Easter, a time of celebration and festivities. Chocolate, food, and church mass; these are all a part of what we consider Easter. Easter in America is a celebration of family values, accompanied by great food, an annual Easter egg hunt and deep rooted religious ideals. So, could you imagine an Easter with bonfires, sweet bread, and festive trees?
Luckily you don’t have to imagine, as Germany displays this cultural style and charm, expanding our understanding of Easter traditions through festive activities and colorful displays. During the season of lent, parades and festivals fill the streets as communities come together to celebrate to start of the holiday season. Delicious scents fill the air as cakes, doughnuts and other sweets are eaten and enjoyed. There is no better time to celebrate your German heritage than around Easter time.

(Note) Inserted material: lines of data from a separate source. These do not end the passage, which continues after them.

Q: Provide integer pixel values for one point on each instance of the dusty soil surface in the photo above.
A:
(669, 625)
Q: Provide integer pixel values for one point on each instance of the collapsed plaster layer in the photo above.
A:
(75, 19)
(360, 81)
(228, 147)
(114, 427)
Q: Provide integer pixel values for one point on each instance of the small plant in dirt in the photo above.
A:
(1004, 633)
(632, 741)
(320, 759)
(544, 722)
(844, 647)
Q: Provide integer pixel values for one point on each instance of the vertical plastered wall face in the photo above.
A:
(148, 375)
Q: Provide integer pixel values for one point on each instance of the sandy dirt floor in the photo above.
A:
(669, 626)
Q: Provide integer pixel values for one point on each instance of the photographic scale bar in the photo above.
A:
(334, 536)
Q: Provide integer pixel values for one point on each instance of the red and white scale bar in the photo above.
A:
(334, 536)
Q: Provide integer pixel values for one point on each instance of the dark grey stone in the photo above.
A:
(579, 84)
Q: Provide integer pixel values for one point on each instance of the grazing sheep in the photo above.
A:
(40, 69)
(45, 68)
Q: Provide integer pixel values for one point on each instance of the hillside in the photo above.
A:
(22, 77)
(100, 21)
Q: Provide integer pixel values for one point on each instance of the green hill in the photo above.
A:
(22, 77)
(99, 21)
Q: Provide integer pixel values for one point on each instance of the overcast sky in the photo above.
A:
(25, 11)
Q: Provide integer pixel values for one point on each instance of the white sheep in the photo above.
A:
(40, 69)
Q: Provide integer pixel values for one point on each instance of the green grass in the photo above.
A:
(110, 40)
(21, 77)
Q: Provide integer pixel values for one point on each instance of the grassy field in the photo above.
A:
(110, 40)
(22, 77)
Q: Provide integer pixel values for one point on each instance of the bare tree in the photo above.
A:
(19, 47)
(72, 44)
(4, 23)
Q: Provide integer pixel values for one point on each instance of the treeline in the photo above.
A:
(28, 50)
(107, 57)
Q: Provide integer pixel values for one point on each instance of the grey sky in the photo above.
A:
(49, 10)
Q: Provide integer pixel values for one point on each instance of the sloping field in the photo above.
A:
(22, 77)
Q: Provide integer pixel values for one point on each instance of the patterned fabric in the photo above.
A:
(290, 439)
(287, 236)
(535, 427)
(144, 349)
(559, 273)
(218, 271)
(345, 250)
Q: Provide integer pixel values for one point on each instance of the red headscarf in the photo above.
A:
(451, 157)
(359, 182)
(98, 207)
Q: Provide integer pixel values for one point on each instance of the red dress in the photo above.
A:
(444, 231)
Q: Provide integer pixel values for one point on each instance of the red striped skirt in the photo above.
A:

Celebrating this holiday over 4 days, Easter begins on Green Thursday (Gründonnerstag); a day in which German’s eat food that is colored green to commemorate the start of Easter. In some households, this ‘green’ food is vegetables, while in others, it’s green cake. The second day: ‘Good Friday’, German families set up an Easter egg tree (Ostereierbaum). These trees typically sprout flowers and buds during this period. From here, the trees will be covered in hand painted Eggs, creating a sight like no other.
On Easter Saturday, the night is illuminated as families and groups gather to ignite bonfires. This tradition has deep roots in spirituality, acting as a deterrent for evil spirits. In some regions, a large wheel is set ablaze and rolled down a hill to promote good harvest.
After a long night surrounded by family and warmth, the German population gather Sunday morning to eat decorated sweet bread (Osterbrot). This bread has been prepared days in advance, ready for the coming Sunday. Finally, German families usually enjoy a lamb dinner to round off the holiday.